A vacina, AD-EE-SP1 testada em camundongos transgênicos, para interceptar o processo de morte cerebral iniciada após atingirem a maturidade do cérebro aos trinta e evitando a reprodução da doença em idade avançada.

Tem-se revelado eficaz na redução de característica patogênicas da doença em animais que apresentem sinais de degeneração cerebral.

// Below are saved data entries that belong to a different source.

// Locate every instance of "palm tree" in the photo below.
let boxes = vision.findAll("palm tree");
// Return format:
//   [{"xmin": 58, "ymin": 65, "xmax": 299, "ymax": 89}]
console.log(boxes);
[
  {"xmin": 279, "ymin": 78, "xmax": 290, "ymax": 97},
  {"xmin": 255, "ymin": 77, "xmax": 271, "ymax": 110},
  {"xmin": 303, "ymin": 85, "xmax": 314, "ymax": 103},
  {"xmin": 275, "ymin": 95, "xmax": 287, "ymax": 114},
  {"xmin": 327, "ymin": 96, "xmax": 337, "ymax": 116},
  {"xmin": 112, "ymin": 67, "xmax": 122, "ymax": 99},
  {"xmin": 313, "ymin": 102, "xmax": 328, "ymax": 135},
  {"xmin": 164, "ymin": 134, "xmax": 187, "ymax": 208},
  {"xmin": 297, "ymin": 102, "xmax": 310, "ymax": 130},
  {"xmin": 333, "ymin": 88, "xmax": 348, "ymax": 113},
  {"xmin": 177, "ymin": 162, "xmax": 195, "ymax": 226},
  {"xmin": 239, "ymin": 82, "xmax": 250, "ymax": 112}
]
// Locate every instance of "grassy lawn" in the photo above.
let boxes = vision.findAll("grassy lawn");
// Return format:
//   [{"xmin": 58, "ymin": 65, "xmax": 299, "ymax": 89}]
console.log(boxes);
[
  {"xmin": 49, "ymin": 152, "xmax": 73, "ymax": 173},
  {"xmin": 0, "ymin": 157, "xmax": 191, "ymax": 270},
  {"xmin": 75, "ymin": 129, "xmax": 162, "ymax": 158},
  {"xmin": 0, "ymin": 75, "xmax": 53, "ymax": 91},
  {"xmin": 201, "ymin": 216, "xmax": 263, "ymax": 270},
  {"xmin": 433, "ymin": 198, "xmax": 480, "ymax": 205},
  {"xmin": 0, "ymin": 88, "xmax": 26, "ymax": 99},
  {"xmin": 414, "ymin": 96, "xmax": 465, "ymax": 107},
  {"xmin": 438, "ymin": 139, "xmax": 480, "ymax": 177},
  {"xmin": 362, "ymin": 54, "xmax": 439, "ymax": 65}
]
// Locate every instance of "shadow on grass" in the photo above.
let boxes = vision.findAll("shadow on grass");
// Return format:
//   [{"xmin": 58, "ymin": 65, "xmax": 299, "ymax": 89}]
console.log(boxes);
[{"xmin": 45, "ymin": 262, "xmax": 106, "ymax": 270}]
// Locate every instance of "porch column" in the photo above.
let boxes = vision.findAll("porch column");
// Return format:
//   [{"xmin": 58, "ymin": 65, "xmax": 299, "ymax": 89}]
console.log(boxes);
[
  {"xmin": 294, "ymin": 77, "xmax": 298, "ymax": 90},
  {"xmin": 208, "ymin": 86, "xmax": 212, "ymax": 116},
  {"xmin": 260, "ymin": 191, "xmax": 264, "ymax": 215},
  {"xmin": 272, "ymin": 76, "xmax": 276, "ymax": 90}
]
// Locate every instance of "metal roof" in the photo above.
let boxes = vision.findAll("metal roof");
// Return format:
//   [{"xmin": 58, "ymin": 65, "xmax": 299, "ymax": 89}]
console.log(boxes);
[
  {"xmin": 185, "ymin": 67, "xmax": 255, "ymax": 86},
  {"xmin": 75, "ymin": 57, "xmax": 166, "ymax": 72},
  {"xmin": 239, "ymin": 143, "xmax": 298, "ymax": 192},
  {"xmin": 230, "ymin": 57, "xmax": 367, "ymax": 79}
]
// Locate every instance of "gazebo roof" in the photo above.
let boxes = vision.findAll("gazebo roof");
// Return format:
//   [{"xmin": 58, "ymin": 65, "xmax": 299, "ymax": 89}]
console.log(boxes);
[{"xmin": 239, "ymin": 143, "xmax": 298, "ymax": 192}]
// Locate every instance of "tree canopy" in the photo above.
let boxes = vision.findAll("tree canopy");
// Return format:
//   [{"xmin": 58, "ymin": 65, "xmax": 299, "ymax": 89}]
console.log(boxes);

A vacina, administrada em lotes, introduz um novo imunógeno-adjuvante que favorece a geração de anticorpos contra as placas neuríticas amiloides que se acumulam e danificam o cérebro de pacientes com Alzheimer.

As características da droga, encapsulada em lipossomas rica em esfingosina-1-fosfato de contribuir para a regeneração de neurônios, também evita a hemorragia intracraniana e outros efeitos colaterais das drogas de Alzheimer.

Esta vacina dupla função, terapêutica e preventiva torna-se uma nova ferramenta na luta contra a doença que poderia beneficiar os indivíduos com alto risco de desenvolver a doença e também aqueles que já a possuem.

Primeira Vacina Preventiva Contra Alzheimer é Desenvolvida Por Espanhóis

Depois de ser aceito pelo Escritório de Patentes dos Estados Unidos, a vacina vai ser clinicamente desenvolvida no exterior, provavelmente nos Estados Unidos.

“A Europa é lenta no desenvolvimento de produtos farmacêuticos”, disse Cacabelos.

A estimativa do grupo EuroEspes, que ao longo dos seus vinte anos de trabalho tem participado ativamente no desenvolvimento de três das cinco drogas usadas atualmente para combater a doença, a vacina poderia estar pronta em um período entre 6 e 8 anos, a um custo que ainda é desconhecido.

“Tudo depende do tempo da burocracia”, explicou Cacabelos.

Atualmente, a doença de Alzheimer, juntamente com demência vascular, o terceiro problema de saúde no mundo e a quinta causa de morte em pessoas com mais de 65 anos nos Estados Unidos.

Na verdade, na conta da União Europeia a demência custa aos contribuintes cerca de 160.000 milhões de euros, com um custo médio por paciente de 22.000 dólares por ano.

“Para cada ano que retardar o aparecimento da doença vai reduzir a prevalência de 30%”, explicou Cacabelos. Portanto, o desenvolvimento de uma vacina, irá melhorar as condições de vida da população e reduzir os custos de saúde da doença entre 20% e 30% em cinco anos.